Gareth Belsham, director of the property consultancy and surveyors Naismiths, said: “As the recessionary vice begins to close on the UK economy as a whole, the construction industry’s brakes are being squeezed harder and faster than most.

“The industry has now spent two months in contraction territory, with both infrastructure and commercial property construction activity shrinking in August. House-builders provided a rare glimmer of light after residential activity ticked up for the first time in three months.

“But the flood of new orders seen at the start of the year is slowing to a trickle. New orders barely rose in August, and growth is now at the lowest level seen since the depths of the 2020 summer lockdown.

“Business confidence among construction firms, which typically provide a canary in the coalmine for the wider economy, continues to decline and August saw Britain’s builders reduce their orders for materials and scale back recruitment.

“This cooling of demand did ease some of the inflationary pressure though, and input cost inflation has now dipped to its lowest level for 18 months.

“Looking ahead, rising interest rates are likely to make some developers reassess their plans and will eventually cool demand from housebuyers too. For now, most construction firms are busy and order books remain relatively full – but the picture for 2023 is looking increasingly grim.”

Max Jones, director in Lloyds Bank’s infrastructure and construction team, said: “Despite output remaining in contraction, many larger contractors are feeling more confident than they were earlier in the year.

“Recent financial results from tier one firms showed healthy balance sheets and strong pipelines of new work. Others priced in jobs at a high point and are buying materials now as prices cool. As was the case during the pandemic, sensible balance sheet management has and will continue to be crucial.

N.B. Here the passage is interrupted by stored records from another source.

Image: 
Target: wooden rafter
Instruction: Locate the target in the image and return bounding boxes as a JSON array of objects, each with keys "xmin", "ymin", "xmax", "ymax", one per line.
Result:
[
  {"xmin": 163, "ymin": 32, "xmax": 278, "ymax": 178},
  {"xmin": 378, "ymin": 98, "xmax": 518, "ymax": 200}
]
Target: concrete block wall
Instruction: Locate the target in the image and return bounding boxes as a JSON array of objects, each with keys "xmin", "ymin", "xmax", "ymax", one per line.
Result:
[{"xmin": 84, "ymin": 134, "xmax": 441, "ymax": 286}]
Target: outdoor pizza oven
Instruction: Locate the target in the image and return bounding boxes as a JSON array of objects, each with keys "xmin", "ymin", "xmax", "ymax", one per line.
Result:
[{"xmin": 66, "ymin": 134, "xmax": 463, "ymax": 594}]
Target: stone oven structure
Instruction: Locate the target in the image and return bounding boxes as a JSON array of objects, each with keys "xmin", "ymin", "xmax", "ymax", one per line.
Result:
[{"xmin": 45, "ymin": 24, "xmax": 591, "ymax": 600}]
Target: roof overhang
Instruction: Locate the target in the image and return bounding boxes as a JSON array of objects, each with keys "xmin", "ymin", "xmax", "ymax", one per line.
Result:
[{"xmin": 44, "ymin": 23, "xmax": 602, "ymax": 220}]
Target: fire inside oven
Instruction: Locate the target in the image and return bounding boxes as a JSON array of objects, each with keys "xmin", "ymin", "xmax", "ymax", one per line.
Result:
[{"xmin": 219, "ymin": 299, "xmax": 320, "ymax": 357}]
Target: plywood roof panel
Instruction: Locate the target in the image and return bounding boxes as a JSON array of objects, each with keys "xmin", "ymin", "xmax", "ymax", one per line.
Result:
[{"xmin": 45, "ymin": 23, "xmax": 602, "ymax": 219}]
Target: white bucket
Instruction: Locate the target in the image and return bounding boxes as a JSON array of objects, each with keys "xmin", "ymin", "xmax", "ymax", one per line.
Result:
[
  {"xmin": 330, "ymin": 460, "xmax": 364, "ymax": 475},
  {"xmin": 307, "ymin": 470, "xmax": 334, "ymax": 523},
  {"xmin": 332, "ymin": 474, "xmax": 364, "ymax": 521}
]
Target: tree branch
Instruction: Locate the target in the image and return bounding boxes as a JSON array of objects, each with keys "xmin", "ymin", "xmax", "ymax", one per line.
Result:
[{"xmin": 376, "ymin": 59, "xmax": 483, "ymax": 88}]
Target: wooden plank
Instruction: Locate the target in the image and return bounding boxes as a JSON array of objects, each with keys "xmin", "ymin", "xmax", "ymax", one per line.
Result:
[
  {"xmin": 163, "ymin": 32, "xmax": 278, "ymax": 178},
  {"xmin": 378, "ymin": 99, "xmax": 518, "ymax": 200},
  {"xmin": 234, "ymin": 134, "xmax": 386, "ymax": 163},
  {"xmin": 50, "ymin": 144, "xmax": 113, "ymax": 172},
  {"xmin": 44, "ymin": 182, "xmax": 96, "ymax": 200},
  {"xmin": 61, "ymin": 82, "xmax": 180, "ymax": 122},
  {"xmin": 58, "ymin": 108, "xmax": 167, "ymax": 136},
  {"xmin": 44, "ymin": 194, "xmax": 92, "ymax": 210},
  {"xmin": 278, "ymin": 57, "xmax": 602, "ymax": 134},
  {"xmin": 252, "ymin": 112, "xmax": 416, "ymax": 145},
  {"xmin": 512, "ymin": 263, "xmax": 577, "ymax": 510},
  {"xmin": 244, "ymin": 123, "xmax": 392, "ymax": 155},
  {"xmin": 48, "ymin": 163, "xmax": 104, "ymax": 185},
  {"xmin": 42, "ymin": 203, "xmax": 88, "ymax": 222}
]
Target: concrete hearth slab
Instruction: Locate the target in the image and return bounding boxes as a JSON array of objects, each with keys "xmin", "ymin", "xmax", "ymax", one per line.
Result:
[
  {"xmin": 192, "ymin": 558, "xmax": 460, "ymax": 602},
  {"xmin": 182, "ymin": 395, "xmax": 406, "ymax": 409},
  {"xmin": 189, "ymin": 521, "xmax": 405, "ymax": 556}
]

“While there has been some relief in recent weeks on the fuel price front, a cold snap this winter could prove problematic. All eyes will be further down the supply chain. If smaller players begin to struggle to deliver work, it will fall to the rest of the industry to ensure they are supported with prompt payments and fair practices.

“The new prime minister will bring their own spending priorities, but contractors are hoping for a refocus on the government’s original objectives: the UK’s infrastructure and its net zero targets.  This will give construction firms confidence to invest in their businesses and workforces.”

Federation of Master Builders chief executive Brian Berry said: “This new construction data shows that the industry has returned to its pandemic levels of activity. As the cost-of-living crisis deepens, consumers are cutting back, but builders also face increased costs on materials. This creates a difficult and clearly damaging situation. Bold solutions are required by the new government under Liz Truss. Delivering a UK wide retrofit strategy to improve the efficiency of the nation’s homes would be a huge boost for local builders and local economies alike. It would also cut homeowners bills and help ensure the UK’s energy security. More immediately we urge the government to remove VAT on repair, maintenance and improvement work so that savings can be passed on to cash strapped consumers.”